Naomi Campbell has spoken out on the racism she endured during the early days of her career.

Now 45, the English supermodel says she ceased to be featured in certain fashion shows because of her ethnicity.

“When I started out, I wasn’t being booked for certain shows because of the colour of my skin,” Campbell writes in an edited preview of her book published in The Guardian.

“I didn’t let it rattle me. From attending auditions and performing at an early age, I understood what it meant to be black. You had to put in the extra effort. You had to be twice as good.”

The book, titled Naomi Campbell, is due to be published in April and features extensive autobiographical text charting her teenage ascent to stardom.

Scouted at the tender age of 15, the South London-born star was the first black model to grace the cover of French Vogue and TIME magazine.

Before long, Campbell had appeared on hundreds of covers and editorials and established herself as one of the most in-demand and iconic models of the late 80s and 90s.

The model, actor and author also recounts the moment she was featured as the face of American Vogue.

“Then, in September 1989 (the biggest issue of the year), Anna Wintour put me on the cover of American Vogue.
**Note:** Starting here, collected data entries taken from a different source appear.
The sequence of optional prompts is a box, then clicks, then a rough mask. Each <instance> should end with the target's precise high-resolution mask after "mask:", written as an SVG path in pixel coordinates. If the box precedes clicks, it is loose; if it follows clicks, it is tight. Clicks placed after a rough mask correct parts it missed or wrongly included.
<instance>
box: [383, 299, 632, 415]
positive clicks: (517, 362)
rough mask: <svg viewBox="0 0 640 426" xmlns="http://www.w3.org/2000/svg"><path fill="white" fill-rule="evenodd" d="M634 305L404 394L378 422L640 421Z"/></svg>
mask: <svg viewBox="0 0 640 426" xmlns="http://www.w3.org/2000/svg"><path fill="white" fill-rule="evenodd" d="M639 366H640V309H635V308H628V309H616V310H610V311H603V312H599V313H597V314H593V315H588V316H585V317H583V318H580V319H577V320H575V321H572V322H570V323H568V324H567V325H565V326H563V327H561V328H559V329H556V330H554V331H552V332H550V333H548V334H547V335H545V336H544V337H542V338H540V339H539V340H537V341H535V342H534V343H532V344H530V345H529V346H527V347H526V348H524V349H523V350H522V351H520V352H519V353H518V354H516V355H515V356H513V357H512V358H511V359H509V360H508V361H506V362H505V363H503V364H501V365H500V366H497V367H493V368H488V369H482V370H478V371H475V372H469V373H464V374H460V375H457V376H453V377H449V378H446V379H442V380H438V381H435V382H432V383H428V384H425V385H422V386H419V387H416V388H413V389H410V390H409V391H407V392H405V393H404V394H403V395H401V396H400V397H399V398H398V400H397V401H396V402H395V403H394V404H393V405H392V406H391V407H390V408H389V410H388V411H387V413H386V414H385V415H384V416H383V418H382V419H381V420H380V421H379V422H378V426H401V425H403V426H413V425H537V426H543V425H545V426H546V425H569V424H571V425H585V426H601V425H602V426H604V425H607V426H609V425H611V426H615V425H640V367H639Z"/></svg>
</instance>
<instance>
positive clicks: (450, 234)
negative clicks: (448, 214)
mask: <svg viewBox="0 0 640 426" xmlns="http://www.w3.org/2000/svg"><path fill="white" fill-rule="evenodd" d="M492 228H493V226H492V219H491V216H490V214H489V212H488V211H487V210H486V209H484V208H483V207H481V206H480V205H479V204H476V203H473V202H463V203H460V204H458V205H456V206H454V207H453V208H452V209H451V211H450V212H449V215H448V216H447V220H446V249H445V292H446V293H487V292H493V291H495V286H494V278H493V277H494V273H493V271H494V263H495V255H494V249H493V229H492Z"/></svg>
It was nerve-racking, because I understood the importance of being a black model,” she writes.

“That was her first September issue as editor-in-chief, and I think she was given a lot of flak for it. I will be for ever grateful”.

Campbell’s words echo comments she made in an interview in Teen Vogue last week. During the interview, the model supported recent remakrs from fellow models of colour, Jourdan Dunn, Nykhor Paul, and Leomie Anderson, about stylists who are ill-equipped to work with the darker skin tones and natural hair textures of black models.

“When I was younger, I encountered this same issue. I would be backstage at shows and there would be stylists who didn't have any experience working with black models,” she said, adding that she would always bring her own make-up and hair products to shoots.

“It’s disappointing to hear that models of colour are still encountering these same issues all these years later,” Campbell added.